SPRING HILL — Mary Cooper says she is all for adults continuing their education.
But should they be taking classes on an elementary and middle school campus?
Cooper says no.
"I'm not comfortable with that," Cooper told the Times on Tuesday morning. "We have to worry about teachers nowadays. We shouldn't have to worry about these people, too."
When Cooper dropped off her two sons on Monday morning at J.D. Floyd K-8 in Spring Hill, she saw a sign directing adult education enrollees to the media center. She saw several adults who didn't appear to be supervised, she said.
Cooper grew concerned. After trying to get answers from the front office, she called the district office and eventually spoke with superintendent Bryan Blavatt. She found out that Floyd is the district's newest adult education site.
Cooper questioned why parents weren't notified about the new program. She said one of the women asking for directions to class was showing too much cleavage for a school site.

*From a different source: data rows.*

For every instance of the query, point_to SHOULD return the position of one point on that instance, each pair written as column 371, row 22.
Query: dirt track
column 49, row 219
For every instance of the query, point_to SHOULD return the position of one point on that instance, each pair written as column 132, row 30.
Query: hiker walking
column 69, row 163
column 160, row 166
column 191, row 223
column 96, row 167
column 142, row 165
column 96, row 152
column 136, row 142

Blavatt said Tuesday that Cooper and other parents have nothing to fear.
The adult students are escorted to the school's media center each day to undergo standard security screening, handing over a driver's license or identification card to check for sexual predator or offender status, Blavatt said. The screening happens in the media center because there are no Floyd students there at the time, he said.
From there, a staffer escorts the adult education students in small groups to vacant portable classrooms at the back of the campus. After classes, the students are escorted back to the school parking lot.

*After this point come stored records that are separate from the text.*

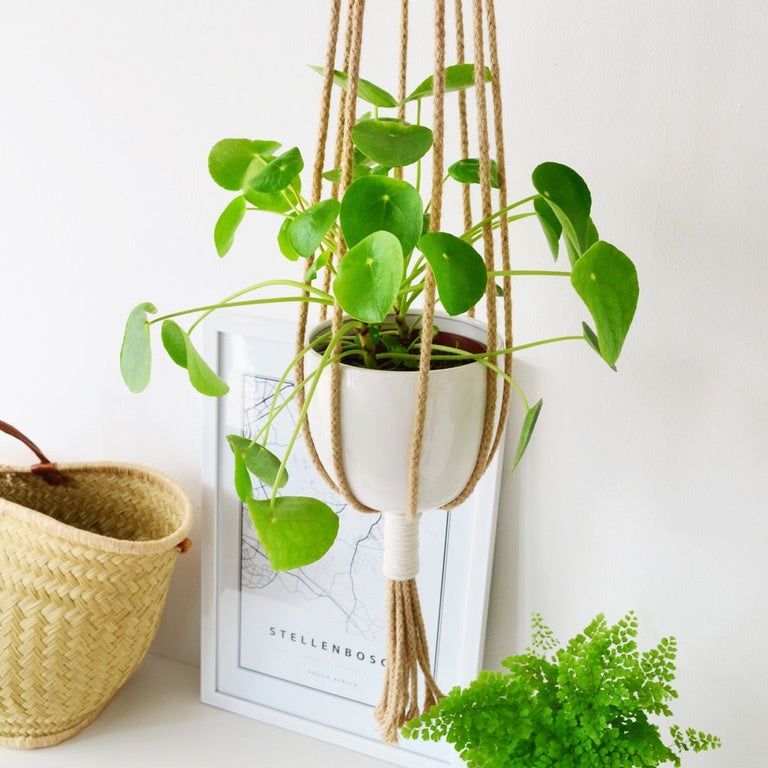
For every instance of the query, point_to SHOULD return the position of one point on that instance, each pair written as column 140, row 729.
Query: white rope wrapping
column 401, row 546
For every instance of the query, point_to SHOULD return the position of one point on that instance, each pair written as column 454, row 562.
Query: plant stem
column 480, row 224
column 324, row 362
column 210, row 308
column 520, row 272
column 473, row 235
column 366, row 345
column 319, row 297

"We had made preparations for this," Blavatt said. "There is never a period of time where those people are not being supervised. We took real painstaking steps to make sure there would be little, if any, contact with (Floyd) students."
Blavatt said he didn't feel compelled to notify Floyd parents because the district is taking the appropriate precautions with adult students, just as it does with dozens of volunteers who come onto campuses every day.
As of Tuesday, Cooper was the only parent to express concern, Blavatt said.
The program marks the first time the district has offered adult education courses on a school campus during the day.
Until now, the district offered the courses in three places, all in or near Brooksville: the district's HEART Literacy center and Grace World Outreach Church on Tuesdays and Thursdays, and Nature Coast Technical High School on Mondays and Wednesdays.
The classes at Floyd will run 10:30 a.m. to 1 p.m. Mondays and Wednesdays, offering a Spring Hill option for people who can't take night classes, said Denise Moen, the district's adult literacy coordinator.
The adult enrollment at Floyd hovered near 120 by Tuesday, and will probably grow, Moen said.
Last year, the district served about 900 adult students, and 259 earned a General Educational Development diploma. Some of the adult enrollees are parents of Hernando students, and studies show that children benefit when parents bolster their own education, Moen said.
Moen, who also serves as the district's volunteer coordinator, said she is well-versed in ensuring that adults who come onto school grounds are properly screened.
"Safety is top on my list," Moen said. "We can provide literacy services and have a safe campus at the same time."
As for Cooper's concerns about attire, Moen said adult ed students must follow a dress code and staffers will not hesitate to confront someone who is not following the guidelines.
Cooper said she is considering pulling her second- and seventh-grader from Floyd.
"I have nothing against this program, but not with my kids on an elementary school campus," she said. "I don't feel safe."